Unsafe use of enemas
Using an enema at home always carries a certain risk. Risks of an enema include:
- Damage or perforation (perforation) of the rectum or intestine due to sprain
- Alteration of the natural microflora in the intestine.
- Pain caused by drinking too hot or cold liquids
- Too much fluid is injected that can stay in the body and leave without warning
- Infection caused by non-sterile equipment; this is especially a problem for people with autoimmune diseases or weakened immune systems
Perforation associated with enema can lead to sepsis (infection of the blood), which has been shown study. it is fatal in about 4% of cases.
Repeated use of enemas can cause serious problems over time, such as:
- Weakening of the intestinal muscles, so it depends on enemas to have a bowel movement
- A condition called hyponatremia o water poisoning, which is an electrolyte imbalance that occurs when the body lacks sodium; in severe cases, it can cause confusion, seizures, and coma
Species enema called colon hydrotherapy or the colon. They are invasive and can cause harmful effects if you use them to clean your stool regularly.
If you have hemorrhoids, enemas can cause additional pain. If you have rectal prolapse (the lower end of the intestine that protrudes from the rectum), you should avoid using an enema.
In 2014, the U.S. food and drug Administration (FDA) issued a warning against the reuse of enemas containing sodium phosphate, such as Fleet brand enema and various trademarks with the same ingredients.
Sodium phosphate enema is especially dangerous for the elderly. This can lead to hyperphosphatemia, an electrolyte disorder that includes high levels of phosphate and low levels of calcium in the blood. It can cause pain, rashes, muscle cramps, periodic cramps, kidney and liver damage, and (rarely) death.

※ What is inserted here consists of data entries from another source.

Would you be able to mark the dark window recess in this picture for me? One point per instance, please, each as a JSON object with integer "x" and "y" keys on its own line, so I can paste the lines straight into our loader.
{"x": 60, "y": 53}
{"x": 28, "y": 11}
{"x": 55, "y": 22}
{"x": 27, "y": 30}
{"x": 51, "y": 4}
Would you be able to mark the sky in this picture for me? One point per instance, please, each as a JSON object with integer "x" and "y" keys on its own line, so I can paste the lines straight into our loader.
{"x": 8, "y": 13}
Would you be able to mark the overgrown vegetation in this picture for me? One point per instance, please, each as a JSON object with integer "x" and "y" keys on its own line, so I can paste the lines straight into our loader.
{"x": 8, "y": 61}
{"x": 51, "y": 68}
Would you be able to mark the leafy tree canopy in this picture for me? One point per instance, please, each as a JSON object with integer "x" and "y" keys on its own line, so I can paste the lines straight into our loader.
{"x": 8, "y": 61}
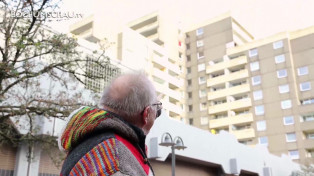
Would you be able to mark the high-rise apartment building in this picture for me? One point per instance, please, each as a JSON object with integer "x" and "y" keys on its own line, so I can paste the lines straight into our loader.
{"x": 143, "y": 49}
{"x": 260, "y": 91}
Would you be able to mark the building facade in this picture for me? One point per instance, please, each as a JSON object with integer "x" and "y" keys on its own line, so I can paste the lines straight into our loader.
{"x": 139, "y": 46}
{"x": 260, "y": 91}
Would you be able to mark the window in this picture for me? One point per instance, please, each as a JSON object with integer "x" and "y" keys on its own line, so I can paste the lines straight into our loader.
{"x": 261, "y": 125}
{"x": 199, "y": 43}
{"x": 191, "y": 121}
{"x": 201, "y": 80}
{"x": 200, "y": 55}
{"x": 263, "y": 140}
{"x": 190, "y": 108}
{"x": 259, "y": 110}
{"x": 303, "y": 71}
{"x": 294, "y": 154}
{"x": 291, "y": 137}
{"x": 199, "y": 31}
{"x": 282, "y": 73}
{"x": 254, "y": 66}
{"x": 202, "y": 93}
{"x": 307, "y": 101}
{"x": 278, "y": 44}
{"x": 305, "y": 86}
{"x": 188, "y": 70}
{"x": 256, "y": 80}
{"x": 308, "y": 118}
{"x": 253, "y": 52}
{"x": 280, "y": 58}
{"x": 190, "y": 94}
{"x": 203, "y": 106}
{"x": 310, "y": 135}
{"x": 204, "y": 120}
{"x": 286, "y": 104}
{"x": 201, "y": 67}
{"x": 189, "y": 82}
{"x": 288, "y": 120}
{"x": 284, "y": 88}
{"x": 258, "y": 95}
{"x": 188, "y": 58}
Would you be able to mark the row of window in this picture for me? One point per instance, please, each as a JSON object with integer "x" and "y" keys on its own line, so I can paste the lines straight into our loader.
{"x": 304, "y": 86}
{"x": 254, "y": 66}
{"x": 276, "y": 45}
{"x": 285, "y": 104}
{"x": 290, "y": 137}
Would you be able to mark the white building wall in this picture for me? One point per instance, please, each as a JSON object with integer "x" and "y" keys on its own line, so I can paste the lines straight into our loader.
{"x": 218, "y": 149}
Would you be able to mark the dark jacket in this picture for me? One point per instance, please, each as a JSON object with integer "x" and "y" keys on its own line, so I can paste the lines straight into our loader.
{"x": 99, "y": 142}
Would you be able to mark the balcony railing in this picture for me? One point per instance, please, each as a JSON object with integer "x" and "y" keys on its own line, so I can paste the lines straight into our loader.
{"x": 239, "y": 119}
{"x": 229, "y": 91}
{"x": 228, "y": 77}
{"x": 244, "y": 103}
{"x": 244, "y": 134}
{"x": 226, "y": 64}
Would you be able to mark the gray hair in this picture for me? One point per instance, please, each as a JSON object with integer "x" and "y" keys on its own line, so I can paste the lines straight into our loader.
{"x": 129, "y": 94}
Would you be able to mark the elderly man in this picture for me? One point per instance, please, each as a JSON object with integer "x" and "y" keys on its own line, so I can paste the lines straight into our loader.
{"x": 111, "y": 140}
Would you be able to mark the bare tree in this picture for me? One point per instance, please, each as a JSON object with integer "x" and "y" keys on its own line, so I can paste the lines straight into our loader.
{"x": 41, "y": 72}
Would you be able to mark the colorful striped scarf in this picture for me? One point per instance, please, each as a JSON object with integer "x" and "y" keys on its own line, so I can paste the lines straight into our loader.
{"x": 81, "y": 123}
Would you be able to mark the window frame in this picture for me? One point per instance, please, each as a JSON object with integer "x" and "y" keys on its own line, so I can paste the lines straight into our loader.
{"x": 275, "y": 44}
{"x": 255, "y": 66}
{"x": 203, "y": 108}
{"x": 293, "y": 140}
{"x": 284, "y": 120}
{"x": 277, "y": 61}
{"x": 261, "y": 125}
{"x": 200, "y": 93}
{"x": 199, "y": 43}
{"x": 259, "y": 113}
{"x": 199, "y": 31}
{"x": 198, "y": 55}
{"x": 263, "y": 137}
{"x": 199, "y": 80}
{"x": 256, "y": 83}
{"x": 284, "y": 105}
{"x": 202, "y": 66}
{"x": 259, "y": 97}
{"x": 292, "y": 156}
{"x": 285, "y": 71}
{"x": 301, "y": 73}
{"x": 284, "y": 85}
{"x": 309, "y": 87}
{"x": 253, "y": 52}
{"x": 204, "y": 119}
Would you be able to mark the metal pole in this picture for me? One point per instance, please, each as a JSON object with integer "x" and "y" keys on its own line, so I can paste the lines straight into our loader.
{"x": 173, "y": 161}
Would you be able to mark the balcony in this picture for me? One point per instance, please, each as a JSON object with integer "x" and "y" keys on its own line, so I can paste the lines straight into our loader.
{"x": 227, "y": 64}
{"x": 308, "y": 143}
{"x": 244, "y": 134}
{"x": 244, "y": 103}
{"x": 307, "y": 126}
{"x": 148, "y": 27}
{"x": 239, "y": 119}
{"x": 228, "y": 77}
{"x": 229, "y": 91}
{"x": 173, "y": 108}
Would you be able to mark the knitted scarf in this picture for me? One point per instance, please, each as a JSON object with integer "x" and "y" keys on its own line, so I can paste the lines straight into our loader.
{"x": 81, "y": 123}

Many people advertise homemade enemas, often with “special” ingredients, to cleanse the intestine, improve digestion or other supposed benefits. Such use of enemas not recommended the medical community.
This includes enemas containing coffee, herbs, minerals such as Epsom salt, soap scum, acidic solutions, and basically anything your health care provider hasn’t told you to use. In addition to the usual risks associated with enemas, these fancy enemas can cause:
- Destruction of intestinal bacteria
- Electrolyte disorders
- Severe dehydration that can be fatal
- Rectal burns, inflammation and infection that can be fatal
- Internal bleeding leading to a blood transfusion and possibly removal of the colon
Safe treatments for constipation
Again, enema should be the last resort to treat constipation. In most cases, constipation can be eliminated with lifestyle changes, such as:
- Adding fiber to your diet
- Drink more water
Over-the-counter laxatives they may be an option for you, but they also come with risks. Talk about them with your health care provider, especially if you have regular constipation.

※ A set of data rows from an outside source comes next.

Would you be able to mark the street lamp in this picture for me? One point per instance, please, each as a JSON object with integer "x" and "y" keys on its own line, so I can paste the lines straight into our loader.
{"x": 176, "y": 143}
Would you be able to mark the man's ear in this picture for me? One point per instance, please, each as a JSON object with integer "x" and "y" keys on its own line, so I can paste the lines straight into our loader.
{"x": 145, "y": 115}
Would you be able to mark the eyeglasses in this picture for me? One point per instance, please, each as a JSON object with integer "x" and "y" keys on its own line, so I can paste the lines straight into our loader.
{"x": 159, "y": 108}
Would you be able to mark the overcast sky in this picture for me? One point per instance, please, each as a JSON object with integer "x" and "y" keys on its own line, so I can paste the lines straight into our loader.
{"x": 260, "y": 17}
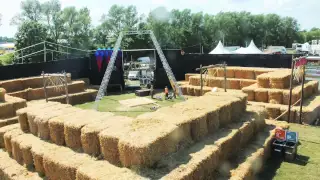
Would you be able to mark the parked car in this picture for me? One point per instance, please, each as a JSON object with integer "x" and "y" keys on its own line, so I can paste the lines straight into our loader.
{"x": 134, "y": 75}
{"x": 277, "y": 50}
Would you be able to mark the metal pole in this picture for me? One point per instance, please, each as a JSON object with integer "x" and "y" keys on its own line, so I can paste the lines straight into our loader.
{"x": 66, "y": 87}
{"x": 302, "y": 93}
{"x": 22, "y": 56}
{"x": 201, "y": 83}
{"x": 290, "y": 94}
{"x": 45, "y": 52}
{"x": 44, "y": 86}
{"x": 225, "y": 76}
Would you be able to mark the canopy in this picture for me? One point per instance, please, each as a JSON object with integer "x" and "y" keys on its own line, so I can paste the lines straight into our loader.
{"x": 251, "y": 49}
{"x": 219, "y": 49}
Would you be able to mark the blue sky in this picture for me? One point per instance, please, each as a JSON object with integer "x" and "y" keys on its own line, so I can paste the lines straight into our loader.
{"x": 307, "y": 12}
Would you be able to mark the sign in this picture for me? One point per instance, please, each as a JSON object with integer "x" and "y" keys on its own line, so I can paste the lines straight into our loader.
{"x": 292, "y": 136}
{"x": 301, "y": 62}
{"x": 280, "y": 134}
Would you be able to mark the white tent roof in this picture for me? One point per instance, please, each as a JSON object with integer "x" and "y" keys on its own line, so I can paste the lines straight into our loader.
{"x": 251, "y": 49}
{"x": 219, "y": 49}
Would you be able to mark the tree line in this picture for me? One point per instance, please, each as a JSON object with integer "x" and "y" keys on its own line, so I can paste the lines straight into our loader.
{"x": 174, "y": 29}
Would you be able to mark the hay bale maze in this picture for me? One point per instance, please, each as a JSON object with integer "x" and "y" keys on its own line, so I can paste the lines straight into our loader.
{"x": 188, "y": 140}
{"x": 238, "y": 78}
{"x": 31, "y": 88}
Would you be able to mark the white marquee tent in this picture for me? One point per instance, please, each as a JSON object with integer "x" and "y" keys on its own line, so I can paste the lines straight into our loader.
{"x": 219, "y": 49}
{"x": 251, "y": 49}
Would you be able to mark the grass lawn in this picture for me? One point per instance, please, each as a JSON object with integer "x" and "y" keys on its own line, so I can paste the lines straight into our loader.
{"x": 307, "y": 164}
{"x": 110, "y": 104}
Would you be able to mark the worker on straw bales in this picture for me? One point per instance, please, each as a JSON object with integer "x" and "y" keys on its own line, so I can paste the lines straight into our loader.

Constipation can be caused by serious illnesses, such as neurological problems or colon cancer. If you have constipation that is hard to relieve, talk to your health care provider.
A Few Words From Get Meds Info
Constipation is unpleasant and you may want quick relief. If safe and recommended treatments do not suggest it, seek medical attention instead of trying home remedies that can do more harm than good.